As appears in htaccess:

# server custom error pages
ErrorDocument 403 /403.html
ErrorDocument 404 /404.html
ErrorDocument 406 /406.html
ErrorDocument 500 /500.html

# block bad bots

RewriteEngine On
RewriteBase /
RewriteCond %{HTTP_USER_AGENT} 360Spider [OR]
RewriteCond %{HTTP_USER_AGENT} A(?:ccess|ppid) [NC,OR]
RewriteCond %{HTTP_USER_AGENT} C(?:apture|lient|opy|rawl|url) [NC,OR]
RewriteCond %{HTTP_USER_AGENT} D(?:ata|evSoft|o(?:main|wnload)) [NC,OR]
RewriteCond %{HTTP_USER_AGENT} E(?:ngine|zooms) [NC,OR]
RewriteCond %{HTTP_USER_AGENT} f(?:etch|ilter) [NC,OR]

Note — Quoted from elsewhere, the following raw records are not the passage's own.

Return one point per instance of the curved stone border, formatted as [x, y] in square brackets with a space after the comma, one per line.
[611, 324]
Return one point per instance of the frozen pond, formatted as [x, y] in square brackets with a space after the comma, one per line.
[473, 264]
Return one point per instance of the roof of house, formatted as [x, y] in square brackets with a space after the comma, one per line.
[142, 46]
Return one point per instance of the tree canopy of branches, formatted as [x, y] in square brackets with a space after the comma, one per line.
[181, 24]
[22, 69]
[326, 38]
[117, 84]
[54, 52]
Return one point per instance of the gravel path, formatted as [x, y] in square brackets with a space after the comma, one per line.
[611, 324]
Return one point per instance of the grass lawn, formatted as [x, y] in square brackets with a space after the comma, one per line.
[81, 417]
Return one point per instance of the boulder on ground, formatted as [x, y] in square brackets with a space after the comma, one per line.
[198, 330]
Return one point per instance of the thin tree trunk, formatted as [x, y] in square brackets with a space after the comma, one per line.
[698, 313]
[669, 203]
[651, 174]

RewriteCond %{HTTP_USER_AGENT} genieo [NC,OR]
RewriteCond %{HTTP_USER_AGENT} Ja(?:karta|va) [NC,OR]
RewriteCond %{HTTP_USER_AGENT} Li(?:brary|nk|bww) [NC,OR]

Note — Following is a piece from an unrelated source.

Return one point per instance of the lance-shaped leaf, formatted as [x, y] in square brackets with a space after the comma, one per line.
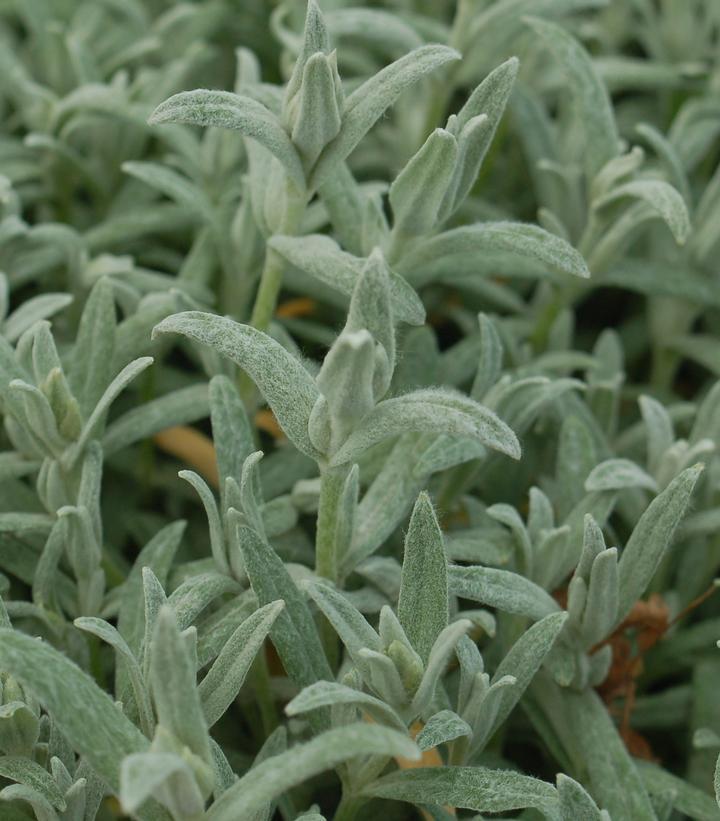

RewriteCond %{HTTP_USER_AGENT} MJ12bot [NC,OR]
RewriteCond %{HTTP_USER_AGENT} nutch [NC,OR]
RewriteCond %{HTTP_USER_AGENT} P(?:r(?:eview|oxy)|ublish) [NC,OR]
RewriteCond %{HTTP_USER_AGENT} robot [NC,OR]

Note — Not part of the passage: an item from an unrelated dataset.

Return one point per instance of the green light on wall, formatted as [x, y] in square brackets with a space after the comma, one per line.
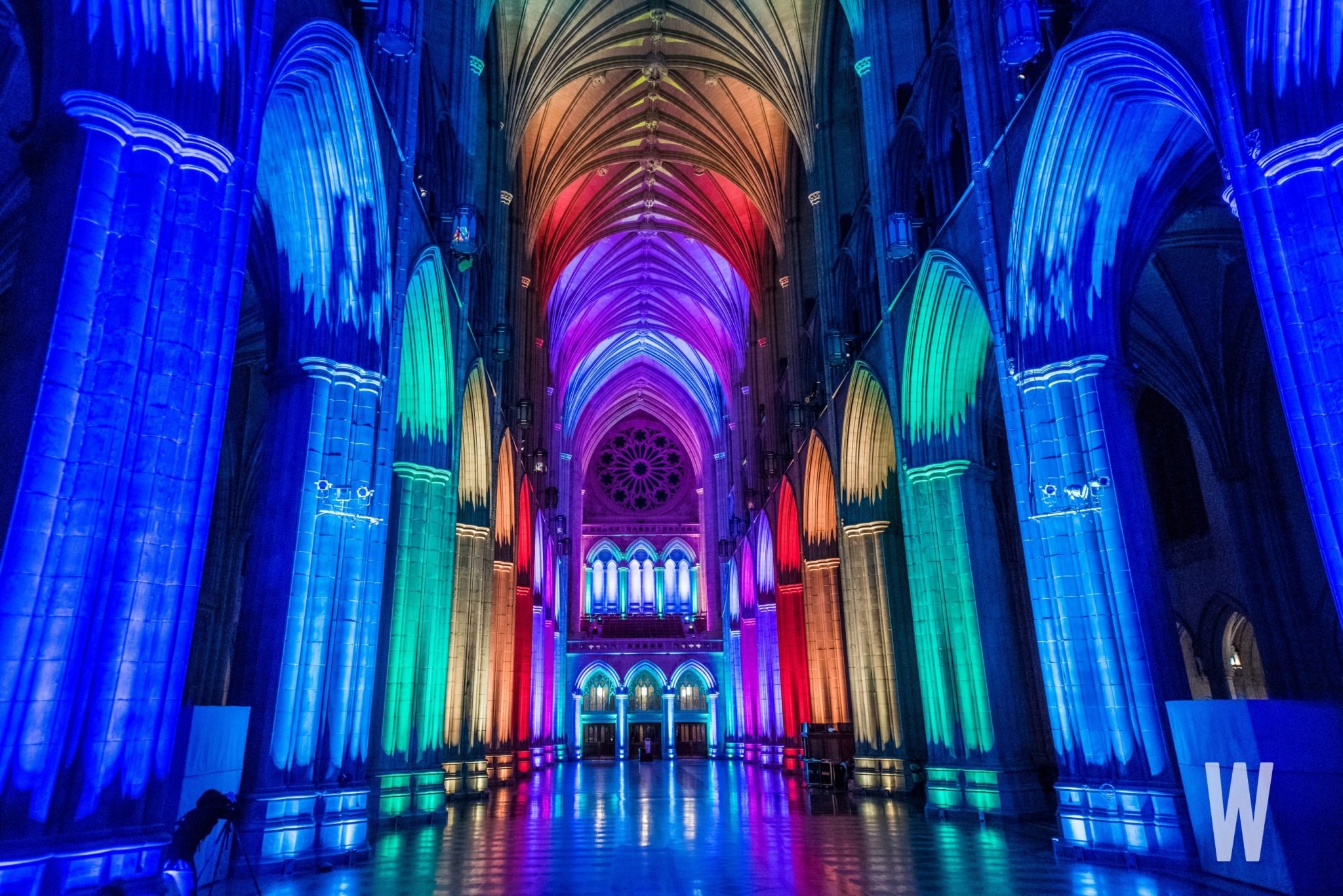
[425, 399]
[946, 349]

RewriteCond %{HTTP_USER_AGENT} s(?:craper|istrix|pider) [NC,OR]
RewriteCond %{HTTP_USER_AGENT} W(?:get|(?:in(32|Http))) [NC]
RewriteRule .? - [F]

RewriteEngine On
RewriteBase /
# RewriteCond %{REMOTE_HOST} ^.*\.compute-1\.amazonaws\.com$ [NC,OR]
RewriteCond %{HTTP_USER_AGENT} ^.*\.mail\.ru [NC,OR]
RewriteCond %{HTTP_USER_AGENT} ^.*fc5* [NC,OR]
RewriteCond %{HTTP_USER_AGENT} ^aiHitBot [NC,OR]
RewriteCond %{HTTP_USER_AGENT} ^Aboundex/0.3 [NC,OR]
RewriteCond %{HTTP_USER_AGENT} ^AntBot/1.0 [NC,OR]
RewriteCond %{HTTP_USER_AGENT} ^AISearchBot [NC,OR]
RewriteCond %{HTTP_USER_AGENT} ^AMZNKAssocBot/4.0 [NC,OR]
RewriteCond %{HTTP_USER_AGENT} ^archive\.org_bot [NC,OR]
RewriteCond %{HTTP_USER_AGENT} ^Baiduspider [NC,OR]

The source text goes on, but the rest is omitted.